Karel,

I'm way overdue on this email, so perhaps you've dropped this entirely, but I 
thought I'd respond to these points (inline below).

> On Jan 19, 2017, at 7:18 PM, Karel Novotný <ka...@apc.org 
> <mailto:ka...@apc.org>> wrote:
> 
> 
> 
> On 19.1.2017 15:15, Matt Post wrote:
>> Karel — On this point, I don't think you should have to use the tutorials, 
>> which tell you how to identify training data and build new translation 
>> models yourself. I imagine that you would be more interested in downloading 
>> pre-built models that don't really require you to be an expert in MT. See 
>> this page:
>> 
>>      https://cwiki.apache.org/confluence/display/JOSHUA/Language+Packs 
>> <https://cwiki.apache.org/confluence/display/JOSHUA/Language+Packs>
> 
> Thanks Matt for clarifications: Actually did download the language pairs
> yesterday and tried to run them to test the webapp by doing:
> 
> ./joshua -server-port 5674 -server-type http
> and
> firefox "web/index.html?server=localhost&port=5674"
> 
> However, it started consuming more and more memory until it jammed my
> computer completely (dual core 8GB ram). It might have been some bad
> config on my side though, or some other omission.

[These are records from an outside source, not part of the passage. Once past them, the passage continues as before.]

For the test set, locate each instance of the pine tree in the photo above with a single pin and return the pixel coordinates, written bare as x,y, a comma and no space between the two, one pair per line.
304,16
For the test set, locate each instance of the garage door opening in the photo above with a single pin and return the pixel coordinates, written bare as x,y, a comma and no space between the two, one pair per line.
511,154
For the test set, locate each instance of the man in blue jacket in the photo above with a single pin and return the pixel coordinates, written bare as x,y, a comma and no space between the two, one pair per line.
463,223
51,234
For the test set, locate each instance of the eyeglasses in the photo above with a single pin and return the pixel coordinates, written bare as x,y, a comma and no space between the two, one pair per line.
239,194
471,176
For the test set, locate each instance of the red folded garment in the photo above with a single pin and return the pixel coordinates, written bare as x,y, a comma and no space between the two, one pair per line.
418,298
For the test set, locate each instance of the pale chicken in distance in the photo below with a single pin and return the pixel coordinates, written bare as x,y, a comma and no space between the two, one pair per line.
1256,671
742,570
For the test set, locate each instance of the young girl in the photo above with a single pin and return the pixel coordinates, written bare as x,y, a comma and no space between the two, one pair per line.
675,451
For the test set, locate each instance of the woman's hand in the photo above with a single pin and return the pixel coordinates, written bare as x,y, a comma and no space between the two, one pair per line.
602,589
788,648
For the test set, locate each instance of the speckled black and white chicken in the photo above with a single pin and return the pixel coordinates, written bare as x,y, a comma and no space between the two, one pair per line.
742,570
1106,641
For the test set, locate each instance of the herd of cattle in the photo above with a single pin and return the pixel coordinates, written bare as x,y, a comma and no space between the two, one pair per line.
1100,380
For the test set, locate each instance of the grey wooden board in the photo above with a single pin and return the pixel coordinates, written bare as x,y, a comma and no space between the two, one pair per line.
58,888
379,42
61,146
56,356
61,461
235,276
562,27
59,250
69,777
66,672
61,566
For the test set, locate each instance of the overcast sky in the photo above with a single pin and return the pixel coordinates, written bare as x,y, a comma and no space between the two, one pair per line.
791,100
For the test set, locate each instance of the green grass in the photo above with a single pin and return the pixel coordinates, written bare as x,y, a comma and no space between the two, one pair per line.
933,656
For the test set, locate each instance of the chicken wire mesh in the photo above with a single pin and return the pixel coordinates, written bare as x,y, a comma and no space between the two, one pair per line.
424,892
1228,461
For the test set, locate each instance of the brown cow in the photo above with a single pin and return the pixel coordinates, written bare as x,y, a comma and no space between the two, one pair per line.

I don't remember what model you were using, but the model size is going to be 
roughly proportional to a "du -sh model/" in the language pack directory.

There is now a Dockerized Joshua that makes it easy to use KenLM, which reduces 
these requirements quite a bit.

We could also just build smaller models. If nothing else, to start out with, 
and then improve on later.


> Our sysadmin should be able to make use of the API you mentioned.
> 
> If all sentences must be sent separate.... Then I suppose that there is
> no way that we would automatically re-compose any formatting
> (paragraphs), right? Having translated text in one big block or as
> separate phrases on separate lines might make translating of messages a
> bit challenging.

I would think this could be recomposed rather easily, but yes, it would take 
some bookkeeping. What we really want is a tool that could wrap Joshua and 
manage this for us — take a document, extract the sentences, get the 
translations (as generic annotations, perhaps), substitute them back in, and 
then return the document. Doesn't Tika do this, to an an extent?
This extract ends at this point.